Ein ähnlicher Vorfall hat sich vermutlich am Mittwoch ereignet, diesmal waren die Folgen allerdings etwas spektakulärer. Nachrichtenagenturen vermeldeten mit dem Präfix "+ + + EIL + + + " die Evakuierung des amerikanischen Teils der ISS, Fernsehsender informierten mit "Breaking News" über das Ereignis. Ein Computer, mit dem kontinuierlich die Umweltbedingungen auf der Station überwacht werden, hatte Daten geliefert, die im schlimmsten Fall auf den Austritt von Ammoniak hinwiesen, das giftige Gas ist in den Kühlkreisläufen der Raumstation enthalten. Die Messwerte waren widersprüchlich, daher veranlasste die Bodenkontrolle die Räumung des amerikanischen Teils der ISS, wo die gefährlichen Werte aufgetreten waren.

Die Bodenkontrollen sowohl in Houston wie auch im russischen Koroljow betonten, dass für die Raumfahrer keine Gefahr bestand. Chris Hadfield umschreibt solche Situationen sinngemäß mit dem Spruch, dass die Raumfahrer dann darauf achten, welches Ereignis sie als nächstes umbringen könnte - um vorbeugend agieren zu können. Ähnlich ist eine Äußerung von Alexander Gerst zu verstehen, der im vergangenen Jahr für knapp sechs Monate auf der ISS arbeitete. Er sagte, dass die Hälfte der Vorbereitung auf einen Raumflug das Training von Notfällen ausmache.

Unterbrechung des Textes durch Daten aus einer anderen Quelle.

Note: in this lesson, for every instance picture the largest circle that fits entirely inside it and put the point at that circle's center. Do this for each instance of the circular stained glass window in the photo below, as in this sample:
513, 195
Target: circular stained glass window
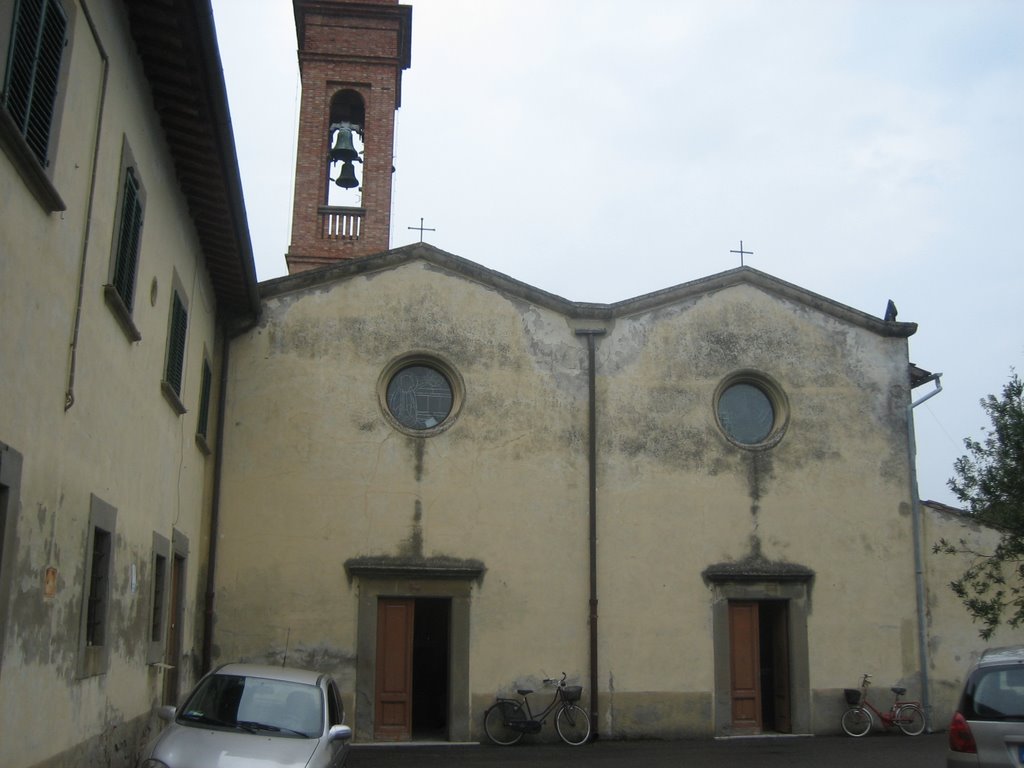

Die Astronauten fanden Unterschlupf im russischen Teil der ISS, wo sie mit Jelena Serowa, Anton Schkaplerow und Alexander Samokutjajew, ihren Kollegen der ISS-Expedition 42, zunächst einmal abwarteten, was die weiteren Untersuchungen der Bodenkontrolle ergaben. Am späten Abend unserer Zeit erhielt die sechsköpfige Crew den Auftrag, die Luken wieder zu öffnen und die Luft im amerikanischen Teil auf eine Vergiftung mit Ammoniak zu überprüfen, dieser Test fiel negativ aus.

Entwarnung gab es schließlich, nachdem die Raumfahrer bei einem Relaissystem der Umweltkontrolle ein Verfahren anwendeten, das auch einem Nutzer eines gewöhnlichen Heimcomputers vertraut ist. Sie schalteten einen sogenannten Multiplexer-Demultiplexer aus, der mit widersprüchlichen Daten den Alarm ausgelöst hatte. Nach dem Neustart des Geräts war von gefährlichen Messwerten nichts mehr zu sehen.